Seeking ideas for public resilience—specifically to terrorism—the Department of Homeland Security (DHS) commissioned the Homeland Security Institute (HSI) to study public resiliency efforts in Israel and draw lessons for the United States. HSI’s primary recommendations: the government has to be candid with the public about risk and must educate citizens about the real intended effects of terrorism—not death and destruction, but fear and chaos. That knowledge, the authors argue, will foster psychological resilience, action, and recovery.

“Emergency authorities, in particular, need to change their perceptions of the public from seeing them as victims to considering them as partners and force multipliers,” the researchers wrote.

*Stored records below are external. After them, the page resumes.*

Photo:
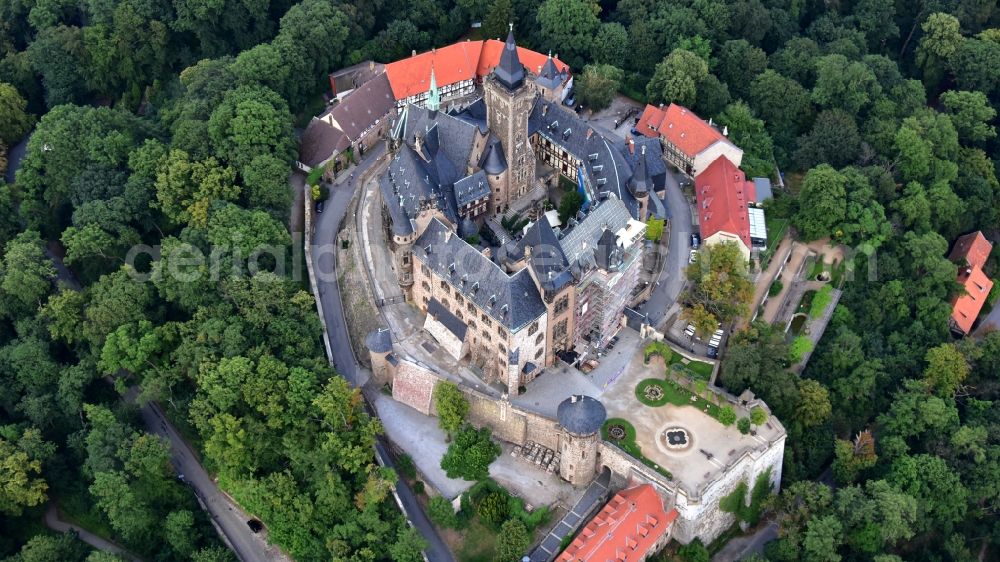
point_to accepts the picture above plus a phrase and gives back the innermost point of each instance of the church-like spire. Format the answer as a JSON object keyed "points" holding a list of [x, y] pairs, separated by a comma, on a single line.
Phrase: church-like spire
{"points": [[434, 96], [509, 71]]}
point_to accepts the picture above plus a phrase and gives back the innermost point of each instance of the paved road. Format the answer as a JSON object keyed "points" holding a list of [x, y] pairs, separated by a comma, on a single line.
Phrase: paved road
{"points": [[53, 522], [230, 520], [671, 281], [327, 225]]}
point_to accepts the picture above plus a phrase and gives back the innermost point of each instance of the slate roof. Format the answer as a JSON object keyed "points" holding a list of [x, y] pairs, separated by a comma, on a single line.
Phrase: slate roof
{"points": [[547, 259], [436, 175], [578, 244], [509, 71], [379, 340], [471, 188], [513, 300], [582, 415], [972, 248], [361, 108], [608, 171], [447, 319], [549, 76]]}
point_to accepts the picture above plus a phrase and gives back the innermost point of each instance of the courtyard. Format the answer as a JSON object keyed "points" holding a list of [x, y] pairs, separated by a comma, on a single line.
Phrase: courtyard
{"points": [[673, 433]]}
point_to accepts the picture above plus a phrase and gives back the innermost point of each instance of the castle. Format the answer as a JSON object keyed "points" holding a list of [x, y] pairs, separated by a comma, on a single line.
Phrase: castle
{"points": [[558, 287]]}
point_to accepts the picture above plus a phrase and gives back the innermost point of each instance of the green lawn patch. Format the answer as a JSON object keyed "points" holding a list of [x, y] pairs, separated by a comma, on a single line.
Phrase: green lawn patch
{"points": [[651, 392], [806, 302], [820, 301], [479, 544], [628, 444], [701, 369]]}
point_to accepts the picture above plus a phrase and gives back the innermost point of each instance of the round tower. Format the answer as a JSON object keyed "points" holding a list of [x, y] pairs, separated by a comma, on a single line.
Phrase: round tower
{"points": [[379, 344], [581, 418]]}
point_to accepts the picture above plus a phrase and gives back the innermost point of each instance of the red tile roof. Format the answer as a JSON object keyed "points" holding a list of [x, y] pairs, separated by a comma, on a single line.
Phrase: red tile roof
{"points": [[679, 126], [722, 192], [966, 307], [970, 253], [454, 63], [532, 60], [973, 248], [626, 528], [465, 60]]}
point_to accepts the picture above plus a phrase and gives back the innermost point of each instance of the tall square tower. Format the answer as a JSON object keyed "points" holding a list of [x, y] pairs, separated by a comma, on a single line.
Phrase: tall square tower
{"points": [[509, 99]]}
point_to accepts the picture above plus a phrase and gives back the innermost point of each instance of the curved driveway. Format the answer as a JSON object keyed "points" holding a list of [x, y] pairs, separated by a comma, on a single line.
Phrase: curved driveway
{"points": [[671, 280], [327, 225]]}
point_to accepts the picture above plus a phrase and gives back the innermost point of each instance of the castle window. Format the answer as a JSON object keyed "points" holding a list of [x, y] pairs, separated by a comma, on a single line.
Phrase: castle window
{"points": [[562, 304]]}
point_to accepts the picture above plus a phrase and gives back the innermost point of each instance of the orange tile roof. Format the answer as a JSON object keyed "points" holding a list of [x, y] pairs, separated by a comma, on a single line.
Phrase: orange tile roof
{"points": [[626, 528], [454, 63], [970, 253], [532, 60], [679, 126], [966, 307], [974, 248], [465, 60], [722, 193]]}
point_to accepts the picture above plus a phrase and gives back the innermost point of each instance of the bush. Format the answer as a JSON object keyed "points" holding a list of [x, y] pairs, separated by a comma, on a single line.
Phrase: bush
{"points": [[494, 509], [800, 346], [694, 551], [441, 513], [776, 288], [727, 416], [743, 425], [654, 229], [821, 300], [470, 454], [405, 466]]}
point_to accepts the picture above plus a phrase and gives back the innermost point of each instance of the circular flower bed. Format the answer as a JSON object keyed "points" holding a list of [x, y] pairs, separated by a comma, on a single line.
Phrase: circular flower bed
{"points": [[651, 392]]}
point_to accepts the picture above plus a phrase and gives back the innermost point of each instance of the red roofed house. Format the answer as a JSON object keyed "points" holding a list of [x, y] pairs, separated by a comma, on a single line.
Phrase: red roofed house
{"points": [[457, 68], [689, 143], [970, 253], [723, 194], [630, 527]]}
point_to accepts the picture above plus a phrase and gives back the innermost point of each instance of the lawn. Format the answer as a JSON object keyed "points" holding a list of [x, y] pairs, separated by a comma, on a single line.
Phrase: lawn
{"points": [[775, 232], [478, 543], [628, 443]]}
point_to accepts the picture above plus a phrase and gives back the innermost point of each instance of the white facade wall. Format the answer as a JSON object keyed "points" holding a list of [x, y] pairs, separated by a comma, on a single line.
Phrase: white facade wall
{"points": [[719, 148]]}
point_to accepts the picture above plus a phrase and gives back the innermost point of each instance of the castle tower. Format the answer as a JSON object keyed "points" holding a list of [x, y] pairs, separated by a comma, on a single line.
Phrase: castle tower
{"points": [[509, 99], [434, 95], [581, 418]]}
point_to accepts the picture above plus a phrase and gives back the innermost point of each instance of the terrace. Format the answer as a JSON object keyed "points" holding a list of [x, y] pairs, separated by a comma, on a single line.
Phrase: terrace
{"points": [[676, 430]]}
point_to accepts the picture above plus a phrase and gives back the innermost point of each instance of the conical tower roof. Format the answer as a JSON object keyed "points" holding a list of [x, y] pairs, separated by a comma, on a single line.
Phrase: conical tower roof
{"points": [[509, 71]]}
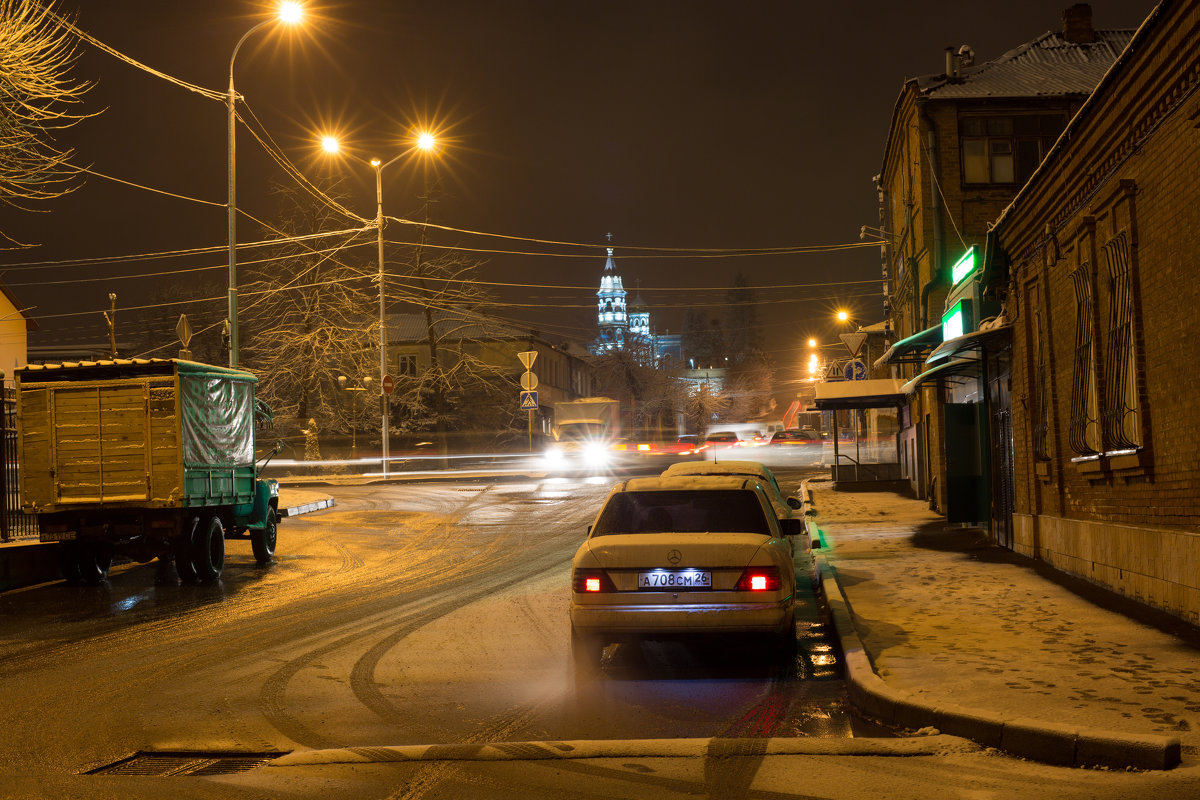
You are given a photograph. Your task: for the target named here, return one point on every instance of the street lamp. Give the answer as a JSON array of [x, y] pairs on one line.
[[343, 382], [425, 142], [289, 13]]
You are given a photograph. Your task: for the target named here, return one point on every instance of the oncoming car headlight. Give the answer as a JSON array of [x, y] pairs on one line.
[[597, 455]]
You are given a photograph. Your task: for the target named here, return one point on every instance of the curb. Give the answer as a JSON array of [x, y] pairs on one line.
[[522, 751], [306, 507], [1031, 739]]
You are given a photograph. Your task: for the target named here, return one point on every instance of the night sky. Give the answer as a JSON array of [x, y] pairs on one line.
[[671, 124]]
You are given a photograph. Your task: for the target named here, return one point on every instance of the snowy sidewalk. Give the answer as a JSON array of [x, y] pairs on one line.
[[951, 620]]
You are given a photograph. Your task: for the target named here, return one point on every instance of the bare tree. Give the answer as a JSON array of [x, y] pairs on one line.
[[307, 313], [36, 100]]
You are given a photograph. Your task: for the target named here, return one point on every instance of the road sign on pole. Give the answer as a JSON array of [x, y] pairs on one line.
[[855, 371], [853, 342]]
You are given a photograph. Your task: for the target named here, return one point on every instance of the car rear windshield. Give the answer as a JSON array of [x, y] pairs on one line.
[[682, 511]]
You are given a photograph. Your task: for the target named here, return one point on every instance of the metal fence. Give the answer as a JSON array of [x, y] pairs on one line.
[[15, 525]]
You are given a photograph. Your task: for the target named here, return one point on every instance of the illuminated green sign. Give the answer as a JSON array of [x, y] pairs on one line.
[[957, 320], [964, 268]]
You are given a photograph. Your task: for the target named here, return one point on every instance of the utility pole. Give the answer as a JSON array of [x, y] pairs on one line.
[[111, 318]]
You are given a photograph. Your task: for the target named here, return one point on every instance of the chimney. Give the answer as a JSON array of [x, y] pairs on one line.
[[1077, 24]]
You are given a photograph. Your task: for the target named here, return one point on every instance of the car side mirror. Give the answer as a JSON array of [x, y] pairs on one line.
[[792, 527]]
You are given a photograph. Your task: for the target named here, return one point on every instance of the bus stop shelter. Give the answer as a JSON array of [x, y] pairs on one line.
[[865, 428]]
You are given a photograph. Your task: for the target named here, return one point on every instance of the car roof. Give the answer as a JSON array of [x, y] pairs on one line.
[[717, 468], [687, 482]]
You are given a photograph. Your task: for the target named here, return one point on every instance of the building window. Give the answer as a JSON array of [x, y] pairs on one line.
[[1041, 391], [1121, 415], [1006, 149], [1084, 432]]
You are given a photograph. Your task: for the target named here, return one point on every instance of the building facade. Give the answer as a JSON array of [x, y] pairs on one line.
[[960, 145], [621, 324], [1098, 253]]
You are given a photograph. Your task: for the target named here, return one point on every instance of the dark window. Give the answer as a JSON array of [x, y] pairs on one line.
[[683, 511], [1084, 432], [1122, 428], [1006, 149]]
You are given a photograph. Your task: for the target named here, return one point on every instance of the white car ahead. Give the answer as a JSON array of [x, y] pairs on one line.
[[677, 555]]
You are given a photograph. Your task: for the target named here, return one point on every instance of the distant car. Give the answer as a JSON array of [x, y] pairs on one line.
[[796, 438], [723, 439], [683, 555]]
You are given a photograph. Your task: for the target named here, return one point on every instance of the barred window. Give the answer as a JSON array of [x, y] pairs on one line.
[[406, 365], [1084, 431], [1121, 417], [1041, 394]]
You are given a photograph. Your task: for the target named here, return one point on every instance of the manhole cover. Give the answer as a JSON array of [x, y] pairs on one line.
[[166, 764]]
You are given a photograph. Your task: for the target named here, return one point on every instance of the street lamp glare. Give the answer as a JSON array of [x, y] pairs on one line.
[[291, 12]]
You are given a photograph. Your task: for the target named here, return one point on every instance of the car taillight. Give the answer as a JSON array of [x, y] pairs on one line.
[[759, 578], [591, 582]]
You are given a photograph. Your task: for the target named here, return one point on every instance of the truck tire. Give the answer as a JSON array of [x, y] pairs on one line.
[[69, 561], [263, 540], [208, 551]]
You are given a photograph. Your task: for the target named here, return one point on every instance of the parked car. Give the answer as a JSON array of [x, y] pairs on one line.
[[683, 555], [723, 439], [783, 504], [796, 438]]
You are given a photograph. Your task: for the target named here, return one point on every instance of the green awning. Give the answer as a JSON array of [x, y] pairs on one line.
[[912, 349], [969, 367]]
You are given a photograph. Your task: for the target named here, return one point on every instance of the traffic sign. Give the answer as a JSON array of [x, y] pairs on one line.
[[853, 342], [184, 329], [855, 371]]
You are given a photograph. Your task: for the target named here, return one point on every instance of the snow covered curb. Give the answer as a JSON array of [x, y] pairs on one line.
[[519, 751], [1031, 739]]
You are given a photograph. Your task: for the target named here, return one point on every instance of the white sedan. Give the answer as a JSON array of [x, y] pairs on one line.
[[678, 555]]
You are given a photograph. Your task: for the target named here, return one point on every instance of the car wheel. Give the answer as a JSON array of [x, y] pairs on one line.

In Israel, HSI found that government agencies—including the Israel Defense Forces and Home Front Command—deliver unified, consistent messages about preparedness and threats. As a result, the public trusts the government’s risk communication. HSI also found consensus between the government and the citizens that individual preparedness is not just something the government recommends—it is a public responsibility.

HSI also looked at the situation in the United States. Its findings about U.S. public preparedness hold few surprises: First, the public generally views preparedness solely as a government responsibility. Second, the American public has lost confidence in the federal government’s ability to respond effectively to a major terrorist attack since 9-11 and Hurricane Katrina. Third, the federal government’s communication of threats has been inconsistent.

Both in the report and in an interview with Security Management, lead author Sibel McGee acknowledged the well-known political pitfall of terrorism risk-communication in the United States: the allegation of “fear-mongering.”

The solution, according to HSI, is “a systematic and comprehensive terrorism awareness and education program” that focuses on terrorism’s ultimate goals, placing the risk in proportion to others faced by society.

HSI’s research placed special focus on the still-evolving issue of suspicious activity reports (SARs). Unlike criminal complaints or emergency calls, SARs entail a person’s reporting of unusual activity—behavioral, financial, or otherwise—that might indicate terrorist behavior.

Israeli authorities solicit SARs from the public through a single, nationwide phone number and through a prominent public education campaign that helps the public by defining suspicious activity—whether involving people, vehicles, or objects—in brief, straightforward terms.

In the United States since 9-11, individual states and cities have launched SAR campaigns, such as the “If You See Something, Say Something” campaign launched by the New York Metropolitan Transportation Authority in 2003. The United States’ first national SAR effort, overseen by the Office of the Director of National Intelligence (ODNI), is currently in its pilot phase with major law enforcement agencies. ODNI continues to refine the definition of suspicious activities to clearly exclude issues of race, religion, and political views to avoid violation of constitutional rights.

For SARs to be most effective in the United States, state and local authorities should continue to field reports, but, as in Israel, the effort should be marketed to the public through a single coordinated, national public education program, HSI recommends. And McGee does not see why that can’t include information on civil liberties.

“It’s about issues of clear-cut instructions and helping people understand that observing the suspicious nature of a person does not involve profiling,” McGee says.